At the time I was a sorta fan of his. You know what a sorta fan is. I admired his driving ability, but didn't like how he sometimes spun out other drivers I liked. I had a lot of respect for him though, and I suppose that's why I stood there in the hot sun for nearly an hour, just watching him.

Every move he made, even just sitting there in that chair was with quiet purpose. There was never a wasted motion, not even one. I thought at the time that this was a deliberate man, and man on a mission, even just sitting there signing autographs. He would sign mostly pictures of himself, and sometimes a piece of sheet metal, and sometimes a shirt or a hat. Sometimes he spoke to the fan presenting the object to be signed, and a few times I even heard him laugh. At one point, he stood up, clasped a man's hand, and I heard him say "You know I love you, man." I assumed that this must have been an old time fan that he recognized. This was nearly a decade before Fox, NBC, and TNT. This was back in what some of us old timers call the good old days of Nascar, when drivers were there to meet and greet, and before a lot of drivers achieved what is not common: superstar status.
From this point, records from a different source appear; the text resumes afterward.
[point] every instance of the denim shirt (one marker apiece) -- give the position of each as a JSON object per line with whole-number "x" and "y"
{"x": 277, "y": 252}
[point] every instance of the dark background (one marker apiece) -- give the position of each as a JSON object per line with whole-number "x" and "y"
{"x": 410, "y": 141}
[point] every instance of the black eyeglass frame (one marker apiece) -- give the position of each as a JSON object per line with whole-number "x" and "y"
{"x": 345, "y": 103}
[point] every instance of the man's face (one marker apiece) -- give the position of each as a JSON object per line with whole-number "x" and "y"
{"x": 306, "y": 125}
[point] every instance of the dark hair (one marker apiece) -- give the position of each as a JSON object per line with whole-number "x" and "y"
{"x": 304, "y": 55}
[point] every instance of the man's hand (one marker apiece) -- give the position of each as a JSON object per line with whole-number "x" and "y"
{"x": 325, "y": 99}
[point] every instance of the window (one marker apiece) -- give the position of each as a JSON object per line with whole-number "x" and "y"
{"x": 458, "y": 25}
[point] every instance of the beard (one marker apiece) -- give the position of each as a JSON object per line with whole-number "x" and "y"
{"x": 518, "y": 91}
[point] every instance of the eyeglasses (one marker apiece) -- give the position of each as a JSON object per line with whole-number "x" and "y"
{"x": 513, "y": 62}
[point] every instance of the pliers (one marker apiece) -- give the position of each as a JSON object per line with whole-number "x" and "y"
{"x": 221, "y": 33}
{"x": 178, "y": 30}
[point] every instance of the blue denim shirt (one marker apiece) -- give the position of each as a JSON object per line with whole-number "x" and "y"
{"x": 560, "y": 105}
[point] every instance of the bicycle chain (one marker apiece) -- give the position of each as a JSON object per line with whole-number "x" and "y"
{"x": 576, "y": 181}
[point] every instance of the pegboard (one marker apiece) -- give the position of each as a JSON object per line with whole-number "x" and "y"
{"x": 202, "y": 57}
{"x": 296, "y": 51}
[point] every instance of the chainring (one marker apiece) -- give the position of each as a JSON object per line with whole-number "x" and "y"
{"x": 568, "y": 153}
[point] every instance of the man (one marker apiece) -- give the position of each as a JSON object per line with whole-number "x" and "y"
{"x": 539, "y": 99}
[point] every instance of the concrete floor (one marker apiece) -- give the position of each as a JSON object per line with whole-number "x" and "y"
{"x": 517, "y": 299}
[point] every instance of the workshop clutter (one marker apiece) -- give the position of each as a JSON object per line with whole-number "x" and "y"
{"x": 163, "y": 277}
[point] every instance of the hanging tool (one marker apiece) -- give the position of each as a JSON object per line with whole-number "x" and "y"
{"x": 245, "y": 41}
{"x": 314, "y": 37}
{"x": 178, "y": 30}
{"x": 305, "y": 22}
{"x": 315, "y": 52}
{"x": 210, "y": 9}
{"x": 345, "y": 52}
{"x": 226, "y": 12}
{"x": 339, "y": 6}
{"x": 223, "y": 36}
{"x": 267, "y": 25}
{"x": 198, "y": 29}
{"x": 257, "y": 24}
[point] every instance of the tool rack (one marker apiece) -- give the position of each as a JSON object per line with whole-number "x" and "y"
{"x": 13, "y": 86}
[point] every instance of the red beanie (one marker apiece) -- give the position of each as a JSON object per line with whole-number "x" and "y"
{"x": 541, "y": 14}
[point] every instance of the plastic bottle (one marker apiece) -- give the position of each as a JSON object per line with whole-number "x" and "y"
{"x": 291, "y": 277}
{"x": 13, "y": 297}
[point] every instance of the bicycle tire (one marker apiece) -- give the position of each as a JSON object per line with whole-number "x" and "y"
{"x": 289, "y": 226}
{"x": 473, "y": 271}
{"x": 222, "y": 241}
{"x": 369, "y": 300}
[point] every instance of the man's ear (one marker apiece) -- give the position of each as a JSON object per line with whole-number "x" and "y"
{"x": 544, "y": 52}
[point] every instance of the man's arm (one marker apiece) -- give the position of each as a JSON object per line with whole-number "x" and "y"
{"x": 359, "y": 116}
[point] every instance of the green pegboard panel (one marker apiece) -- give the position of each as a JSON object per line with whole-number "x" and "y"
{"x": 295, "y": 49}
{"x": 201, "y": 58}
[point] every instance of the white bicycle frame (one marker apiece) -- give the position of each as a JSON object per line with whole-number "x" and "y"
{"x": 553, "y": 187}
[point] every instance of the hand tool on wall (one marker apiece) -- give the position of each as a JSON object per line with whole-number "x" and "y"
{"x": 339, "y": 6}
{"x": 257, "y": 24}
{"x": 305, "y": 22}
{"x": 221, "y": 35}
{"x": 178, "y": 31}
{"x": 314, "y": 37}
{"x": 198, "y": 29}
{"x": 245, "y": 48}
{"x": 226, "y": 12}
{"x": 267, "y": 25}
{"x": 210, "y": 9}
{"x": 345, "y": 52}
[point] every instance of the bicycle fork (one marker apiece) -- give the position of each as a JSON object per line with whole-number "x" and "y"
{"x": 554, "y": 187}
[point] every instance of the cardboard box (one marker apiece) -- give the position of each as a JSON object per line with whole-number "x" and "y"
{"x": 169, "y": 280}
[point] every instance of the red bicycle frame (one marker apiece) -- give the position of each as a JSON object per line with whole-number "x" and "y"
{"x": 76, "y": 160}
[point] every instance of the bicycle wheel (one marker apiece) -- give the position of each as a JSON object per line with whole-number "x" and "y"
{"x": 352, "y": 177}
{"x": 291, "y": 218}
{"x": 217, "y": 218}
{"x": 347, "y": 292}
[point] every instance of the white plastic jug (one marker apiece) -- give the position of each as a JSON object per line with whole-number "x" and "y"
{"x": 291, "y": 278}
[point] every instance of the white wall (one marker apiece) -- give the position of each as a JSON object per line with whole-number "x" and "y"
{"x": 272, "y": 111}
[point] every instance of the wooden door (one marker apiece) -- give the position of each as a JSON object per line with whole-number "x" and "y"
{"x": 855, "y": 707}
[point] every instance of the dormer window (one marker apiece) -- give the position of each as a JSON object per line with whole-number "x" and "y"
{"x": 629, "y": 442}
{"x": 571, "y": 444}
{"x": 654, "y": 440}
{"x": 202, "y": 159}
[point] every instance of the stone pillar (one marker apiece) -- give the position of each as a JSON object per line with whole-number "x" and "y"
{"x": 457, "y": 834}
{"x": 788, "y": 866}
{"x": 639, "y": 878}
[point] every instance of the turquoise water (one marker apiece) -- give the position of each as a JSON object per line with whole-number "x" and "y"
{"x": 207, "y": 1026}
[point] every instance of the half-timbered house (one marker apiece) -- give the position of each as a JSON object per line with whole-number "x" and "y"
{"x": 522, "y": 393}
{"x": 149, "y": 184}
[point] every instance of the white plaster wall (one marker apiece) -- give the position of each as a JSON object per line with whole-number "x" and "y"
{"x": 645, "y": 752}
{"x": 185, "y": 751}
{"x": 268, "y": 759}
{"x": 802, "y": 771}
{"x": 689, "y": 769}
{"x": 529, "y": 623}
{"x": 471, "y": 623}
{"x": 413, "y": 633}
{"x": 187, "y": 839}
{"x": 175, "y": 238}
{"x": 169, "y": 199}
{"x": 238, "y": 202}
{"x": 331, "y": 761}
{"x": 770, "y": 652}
My heart melted a bit that day, but not because I was standing in the hot sun. I realized that one of Nascar's most hated was actually a nice guy, and he really was just a pretty average guy at that. If not for the famous mustache and sunglasses, he could have easily fit into the crowd at the fair that day. When you looked at Dale Earnhardt, you didn't think celebrity, or famous, you just thought "working man".

And literally a working man he was. Ralph Dale Earnhardt came up hard, as we say in the south. He had practically nothing given to him, he had to work for everything he ever had. He suffered a lot of the common man's woes; poverty, divorce, hunger, and failure early in his career.

Within a couple of years of this event, I was fully a Dale Earnhardt fan. It's hard not to like seeing a guy penalized a lap for rough driving and come back and win (remember this is way before the free or lucky dog pass) at any race track. The man just never gave up. Another quaint southern saying is "he had no 'quit' in him".

Today, there's no surprise that even 6 long years after his death, Dale Earnhardt is still loved and cherished by millions of Nascar fans. Dale Earnhardt was every person's dream come true in a way. He went from starving to becoming an executive who owned his own land, his own lakes, his own jets, and had what most of us would consider a wonderful life at the time of his death. I'm guessing that even with the drive that he always had, Dale Earnhardt died a happy man.

Today I pray that all of the drivers survive this, one of the more dangerous races of the season. I'm not going to pray for a winner, but I'll pray that all are survivors.